Most parents consider what media is being consumed by their children and dutifully provide age appropriate DVDs and games, and switch off the TV before the 9pm watershed. Parental settings are placed on smartphones and other technological paraphernalia.
We are aware that some material out there is not good to be consumed by our 11 or 8 year olds. We install filters on our internet too (OpenDNS is a great, free service that works via the router to all computers in the house). We feel we’re at least making an effort to protect our children from sinister content and feel we can relax a little, right?
Since time immemorial, older kids introduce the younger ones to vile language and rude jokes. Can’t really be stopped, I accept that. But that’s where it used to stay: in the school playground or dinner hall – confined to a few minutes a day or subject to threats of detention if overheard by a zealous teacher. Most kids realised it was pretty naughty and took care over what they repeated.
But then someone came up with YouTube. I love YouTube; I think it’s a great idea and a great tool. But I wish they would come up with a YouTube for kids, that was free from the uncensored bile that is spewing forth from its videos these days.
The same parent that won’t let their child watch The Simpsons because of its rude content, may not realise that young Jack is happily viewing Epic Rap Battles of History which all his friends are raving about.
To save you the bother, I’ll explain: These are witty little raps between two characters from history or popular culture who engage in a slanging match of sorts, whereby they sing their own praises while dissing their opponent in uber derogative fashion. Thus we have Hitler vs Darth Vader, Moses vs Santa and Dr Seuss vs William Shakespeare. Sounds fun?
It is, to an extent. It’s a clever idea and very entertaining.
But this is 18+ stuff that you would have only come across on the comedian circuits or late night Channel 4 programming in a previous generation.
The first video I mentioned in this piece, at 1 minute 41 seconds long, contains 9 expletives or crude phrases. That’s one every eleven seconds! And it’s being watched repeatedly and regurgitated by the masses at a secondary school near you.
Perhaps more disconcerting than the profanity, is the misrepresentation of historic figures, along with the trivialization of some major events (holocaust, slavery and the like). Prepare to see a whole load of Hitler impersonations in school corridors very soon. And unsuspecting eleven year olds getting unwittingly put in detention or accused of racism for something they really don’t understand and haven’t been taught yet.
Thanks a lot, YouTube!
This is where parenting gets tricky. You can easily keep some unsavoury stuff away from your primary (elementary) aged children. But be prepared for an onslaught of filth once your child enters secondary education.

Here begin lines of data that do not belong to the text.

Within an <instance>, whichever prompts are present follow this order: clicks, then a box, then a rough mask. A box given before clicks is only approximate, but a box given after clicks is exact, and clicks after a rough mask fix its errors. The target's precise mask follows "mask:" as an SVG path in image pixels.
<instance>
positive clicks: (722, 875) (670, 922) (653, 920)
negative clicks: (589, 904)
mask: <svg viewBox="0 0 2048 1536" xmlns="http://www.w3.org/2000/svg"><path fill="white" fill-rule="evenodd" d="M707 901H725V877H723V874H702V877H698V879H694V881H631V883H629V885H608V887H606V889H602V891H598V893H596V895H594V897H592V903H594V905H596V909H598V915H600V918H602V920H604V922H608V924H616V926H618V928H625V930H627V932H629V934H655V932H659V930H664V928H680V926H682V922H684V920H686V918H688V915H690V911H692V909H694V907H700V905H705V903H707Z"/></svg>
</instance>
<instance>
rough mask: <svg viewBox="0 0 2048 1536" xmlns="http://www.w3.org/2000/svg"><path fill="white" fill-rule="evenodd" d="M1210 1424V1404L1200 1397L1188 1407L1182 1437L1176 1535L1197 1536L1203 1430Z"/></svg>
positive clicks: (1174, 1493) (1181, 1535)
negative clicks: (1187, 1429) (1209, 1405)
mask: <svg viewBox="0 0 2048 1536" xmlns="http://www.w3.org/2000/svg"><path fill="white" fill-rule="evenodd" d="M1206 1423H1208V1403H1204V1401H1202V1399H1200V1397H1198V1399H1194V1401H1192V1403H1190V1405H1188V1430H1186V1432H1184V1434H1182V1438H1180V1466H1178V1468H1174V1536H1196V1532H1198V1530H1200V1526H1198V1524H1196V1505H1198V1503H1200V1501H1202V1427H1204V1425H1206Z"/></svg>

I’m now thinking about blocking Youtube on the older boys’ iPod touches and only allowing it on a family computer at specified times. No, it won’t stop what they see at lunchtime, but it’ll prevent the multiple, mindless viewing.
Ugh, the challenges of the Internet Age. I don’t like to ban everything, but something needs to be done. We may have blocked the porn, but YouTube is broadcasting something akin to audio porn. And the masses are lapping it up. Hitler vs Darth Vader has racked up over 68 million views, and it’s readily available for your younger children to see too.
How do other parents handle these dilemmas?
first of all, I like your post a lot and you’re not one of those parents who blame the internet for everything, you also did your homewokr and informed yourself, so well done!
But unfortunately I disagree with you. First off, what are eight or eleven year-olds doing on the internet anyway? When I was eleven I played with dolls. And epic battles of history is not about representing hostoric figures it’s about satirising them.So when your children are not able to excogitate what say see on the internet then they shouldn’t be there.
Thanks for commenting Theresa. Regarding children being on the internet at a young age – I actually agree with you. But these days schools in the UK require that children conduct a lot of ‘research’ on the internet for homework or encourage them to use online educational tools such as ‘Mathletics’. It’s tricky to keep them offline in this era.
As for the issue of satire – I also agree with your comment. The alarming thing is that children who have little concept of the historical events are not in a position to fully comprehend or appreciate satire, yet this content is being consumed voraciously by pre-teens. Even if I banned my children from accessing the internet at home (apart for homework), they have countless friends who would eagerly spend an hour at lunchtime sharing these latest viral videos with them on their iPhones and iPods. (Thankfully this does not yet occur at my 8 year old’s school, where such gadgets are not allowed.)
In the meantime, as a parent with a modest interest in history, I’m taking the opportunity to discuss some events with my older children.
i get your point there and on second thought keeping your kids off the internet in the 21st century seems nearly impossible. I would suggest talking to your kids about what their friends are doing on the internet or even to watch said videos with them and explain the idea behind them. This seems like the most radical but also for me the most logical way to solve this problem. And in this point it is not Youtube’s task to keep your children from those videos but yours as a parent, And if all parents – unfortunately they don’t – keep track on what their children are doing on the internet, there won’t be any friends who can show inappropriate stuff to your children since they aren’t allowed to see it either.